Romney never served in the military. Neither did any of his five sons. Wardell Norman, a retired Army veteran, said that leaves him out of touch with constituents who have and unqualified to be the military’s commander-in-chief.

“How can I lead the great army that we have – the military that we have – if I hadn’t served or had any of my family member serve? How could I? What image would that portray?”

The group doesn’t want Romney to be their president, but because it’s a non-partisan effort, they’re also not endorsing any other candidate. But Dennis Plews, the retired Vietnam combat vet, said historically Republicans haven’t done much to help people in the military.

“Also, we’ve watched the VA under Republican administrations literally abuse returning veterans. For example, during the end of the Vietnam war we had a Republican president and returning veterans with post traumatic stress disorder and traumatic brain injury were just told, ‘there’s nothing wrong with you, get out of here’ basically.”

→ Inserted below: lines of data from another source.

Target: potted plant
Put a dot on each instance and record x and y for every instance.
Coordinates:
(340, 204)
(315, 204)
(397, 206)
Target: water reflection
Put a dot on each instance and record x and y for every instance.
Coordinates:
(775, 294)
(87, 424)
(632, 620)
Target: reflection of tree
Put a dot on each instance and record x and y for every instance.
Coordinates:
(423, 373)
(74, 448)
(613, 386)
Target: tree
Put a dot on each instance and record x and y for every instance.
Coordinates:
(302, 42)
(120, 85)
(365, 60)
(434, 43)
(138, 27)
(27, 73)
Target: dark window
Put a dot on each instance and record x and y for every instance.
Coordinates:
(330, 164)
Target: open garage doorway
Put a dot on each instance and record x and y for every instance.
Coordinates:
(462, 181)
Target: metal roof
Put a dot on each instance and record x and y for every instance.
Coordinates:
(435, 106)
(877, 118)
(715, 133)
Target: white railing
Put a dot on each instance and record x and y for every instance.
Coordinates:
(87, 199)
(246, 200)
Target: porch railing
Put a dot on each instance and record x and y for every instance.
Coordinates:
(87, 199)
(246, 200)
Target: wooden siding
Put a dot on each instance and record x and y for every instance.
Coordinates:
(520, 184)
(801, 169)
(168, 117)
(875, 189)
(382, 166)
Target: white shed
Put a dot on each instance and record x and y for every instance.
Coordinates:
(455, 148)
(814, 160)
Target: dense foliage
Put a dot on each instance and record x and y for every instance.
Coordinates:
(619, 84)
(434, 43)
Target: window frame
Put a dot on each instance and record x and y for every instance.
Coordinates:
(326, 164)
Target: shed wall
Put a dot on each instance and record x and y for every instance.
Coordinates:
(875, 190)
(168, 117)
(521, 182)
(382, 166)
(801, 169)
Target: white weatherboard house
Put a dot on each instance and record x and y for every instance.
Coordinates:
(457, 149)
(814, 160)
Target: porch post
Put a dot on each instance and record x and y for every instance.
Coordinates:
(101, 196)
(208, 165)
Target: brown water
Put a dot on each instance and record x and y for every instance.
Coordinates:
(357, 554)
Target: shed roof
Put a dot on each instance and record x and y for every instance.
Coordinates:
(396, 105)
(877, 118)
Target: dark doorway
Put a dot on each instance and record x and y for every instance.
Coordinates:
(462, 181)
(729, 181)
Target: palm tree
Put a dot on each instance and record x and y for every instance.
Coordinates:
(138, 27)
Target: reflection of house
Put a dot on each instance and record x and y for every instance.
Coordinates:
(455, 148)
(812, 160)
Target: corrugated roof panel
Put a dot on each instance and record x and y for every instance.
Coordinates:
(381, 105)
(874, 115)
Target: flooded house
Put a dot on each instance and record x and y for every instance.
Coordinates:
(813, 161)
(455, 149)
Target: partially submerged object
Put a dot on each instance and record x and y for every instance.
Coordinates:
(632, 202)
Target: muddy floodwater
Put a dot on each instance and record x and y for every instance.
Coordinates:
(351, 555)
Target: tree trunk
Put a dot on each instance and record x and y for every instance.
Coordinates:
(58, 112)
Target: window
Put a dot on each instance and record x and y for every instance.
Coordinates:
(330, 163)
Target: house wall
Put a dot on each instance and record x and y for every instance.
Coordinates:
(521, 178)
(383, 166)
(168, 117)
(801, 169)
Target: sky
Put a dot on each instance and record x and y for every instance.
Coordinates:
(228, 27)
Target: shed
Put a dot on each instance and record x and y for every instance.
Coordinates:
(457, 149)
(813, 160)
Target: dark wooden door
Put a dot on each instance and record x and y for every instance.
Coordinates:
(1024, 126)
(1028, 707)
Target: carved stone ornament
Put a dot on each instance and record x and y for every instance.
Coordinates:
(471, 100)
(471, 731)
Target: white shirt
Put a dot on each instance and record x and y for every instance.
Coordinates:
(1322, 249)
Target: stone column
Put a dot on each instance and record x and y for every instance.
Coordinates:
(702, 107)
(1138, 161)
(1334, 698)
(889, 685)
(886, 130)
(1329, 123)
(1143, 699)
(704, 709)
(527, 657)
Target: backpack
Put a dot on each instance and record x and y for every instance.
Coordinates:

Harvey Gochberg, secretary of the Florida Veterans for Common Sense, just doesn’t like Romney at all. His latest beef? Romney won’t produce his tax documents. Gochberg said if he’s not paying enough taxes, it means he’s not paying the taxes that send people to war.

“It pisses me off that this is a man who thinks that he can run and become president of the United States and still not tell people what kind of people he paid over the last ten years. There isn’t anybody who would do that.”

The group organized today’s protest in under three days. Now they’re planning to continue similar demonstrations across Florida and in other key political areas across the country.

The Romney campaign did not respond to interview requests before deadline.